O jardim interno transformara-se numa imensidão dourada de flores, cultivadas com esmero pelo sumo-sacerdote Schroeder: cálices solares por toda parte.

Schroeder ergueu a mão, lançando a água do recipiente sobre a terra.

Esse era um dom reservado aos altos sacerdotes.

Ao examinar um cálice solar, sem querer, Schroeder feriu-se nas raízes da planta.

“Ah!”

Exclamou de dor.

Logo percebeu que as raízes buscavam penetrar sua armadura óssea, infiltrando-se em sua carne, como se desejassem enraizar-se nele e crescer em comunhão com seu corpo.

“Estranho...”

Uma ideia súbita lhe ocorreu: talvez o verdadeiro propósito do cálice solar não fosse apenas absorver seu pólen, mas sim fundir-se ao próprio corpo, permitindo-lhe dominar por completo o poder daquela criação divina.

Schroeder já havia notado que o cálice solar era uma entidade meio vegetal, meio animal; agora, ao vê-lo penetrando sua carne, teve certeza de sua hipótese.

“Obra divina...”

“Eu sabia que não seria tão simples.”

Tomado de entusiasmo, deu início imediato à pesquisa.

Imaginava que não seria apenas o primeiro alto sacerdote, mas talvez o pioneiro de um novo caminho para o uso do poder divino.

Tentativas e mais tentativas, buscando incessantemente comunicar-se com o cálice solar através da autoridade da sabedoria.

Schroeder conseguiu, de fato, plantar o cálice solar em seu próprio corpo, tornando-o parte de si.

Um estrondo ecoou.

A porta de pedra abriu-se, e Schroeder saiu do jardim do Cálice Divino.

Seu aspecto havia mudado por completo.

Várias raízes adentravam pelas fissuras de sua armadura óssea, fincando-se profundamente em sua carne e órgãos, fundindo-se totalmente ao seu corpo.

Por dentro, era invisível; mas por fora...

No ombro, o cálice solar balançava ao vento.

Estranho, porém de uma beleza inquietante.

“Milagre divino!”

“Mundo das Ilusões.”

Schroeder ergueu a mão, e a flor do cálice solar em seu ombro se abriu, espalhando uma luz dourada num raio de dezenas de metros.

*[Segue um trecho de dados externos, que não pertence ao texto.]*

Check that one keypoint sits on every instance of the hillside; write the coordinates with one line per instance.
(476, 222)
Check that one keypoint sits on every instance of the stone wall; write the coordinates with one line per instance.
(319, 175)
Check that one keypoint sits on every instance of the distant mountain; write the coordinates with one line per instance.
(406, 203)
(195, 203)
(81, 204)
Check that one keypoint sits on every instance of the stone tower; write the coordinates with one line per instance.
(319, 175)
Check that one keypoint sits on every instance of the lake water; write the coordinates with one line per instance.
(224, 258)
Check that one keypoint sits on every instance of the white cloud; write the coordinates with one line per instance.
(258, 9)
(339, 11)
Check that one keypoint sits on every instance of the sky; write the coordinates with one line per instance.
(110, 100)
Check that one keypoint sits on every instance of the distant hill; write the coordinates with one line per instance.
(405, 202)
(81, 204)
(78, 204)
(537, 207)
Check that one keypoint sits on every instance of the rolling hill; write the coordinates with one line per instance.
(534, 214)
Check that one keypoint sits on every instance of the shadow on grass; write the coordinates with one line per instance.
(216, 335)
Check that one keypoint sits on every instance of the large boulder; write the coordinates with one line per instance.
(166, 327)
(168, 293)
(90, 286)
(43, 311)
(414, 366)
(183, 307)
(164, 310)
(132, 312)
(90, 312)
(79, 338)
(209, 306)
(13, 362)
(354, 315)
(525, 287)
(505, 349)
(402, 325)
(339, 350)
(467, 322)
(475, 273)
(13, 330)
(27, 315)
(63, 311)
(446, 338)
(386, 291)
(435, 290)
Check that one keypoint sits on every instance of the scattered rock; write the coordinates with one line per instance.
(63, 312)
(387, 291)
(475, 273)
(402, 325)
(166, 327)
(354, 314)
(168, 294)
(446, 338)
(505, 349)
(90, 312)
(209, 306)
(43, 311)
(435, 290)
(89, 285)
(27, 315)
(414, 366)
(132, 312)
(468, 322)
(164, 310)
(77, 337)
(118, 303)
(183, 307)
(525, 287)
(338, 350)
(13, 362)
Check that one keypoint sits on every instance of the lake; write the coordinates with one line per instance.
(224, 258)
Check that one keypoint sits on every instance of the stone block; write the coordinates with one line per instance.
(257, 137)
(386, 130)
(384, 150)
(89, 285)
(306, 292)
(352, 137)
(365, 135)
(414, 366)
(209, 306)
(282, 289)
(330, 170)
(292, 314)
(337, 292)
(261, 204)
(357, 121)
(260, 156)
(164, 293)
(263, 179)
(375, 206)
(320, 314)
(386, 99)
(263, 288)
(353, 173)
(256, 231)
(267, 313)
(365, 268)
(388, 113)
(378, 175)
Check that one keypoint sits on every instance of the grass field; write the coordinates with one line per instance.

Todos que sentissem o aroma da flor cairiam no mundo de ilusões criado por Schroeder; ele podia influenciar diretamente o ambiente ao seu redor, e nem mesmo os sacerdotes escapavam das visões provocadas por ele.

Um poder comparável ao dos colossos Rur, uma força de outro caminho.

Schroeder estava extasiado, sentindo que havia encontrado a trilha certa.

“Poder imenso!”

“É força demais!”

“Este é o verdadeiro dom concedido pelos deuses!”

Mas um dos sacerdotes observava Schroeder com apreensão; aquela forma estranha parecia-lhe antinatural.

“Sumo-sacerdote Schroeder!”

“Será que isso é realmente correto? Eles não são coisas mortas, estão vivas.”

“Talvez o dom dos deuses não deva ser usado assim.”

Ao ouvir o questionamento, Schroeder olhou para ele com desagrado.

“Você pensa que pode interpretar a vontade dos deuses? Eu sou o escolhido pela revelação divina.”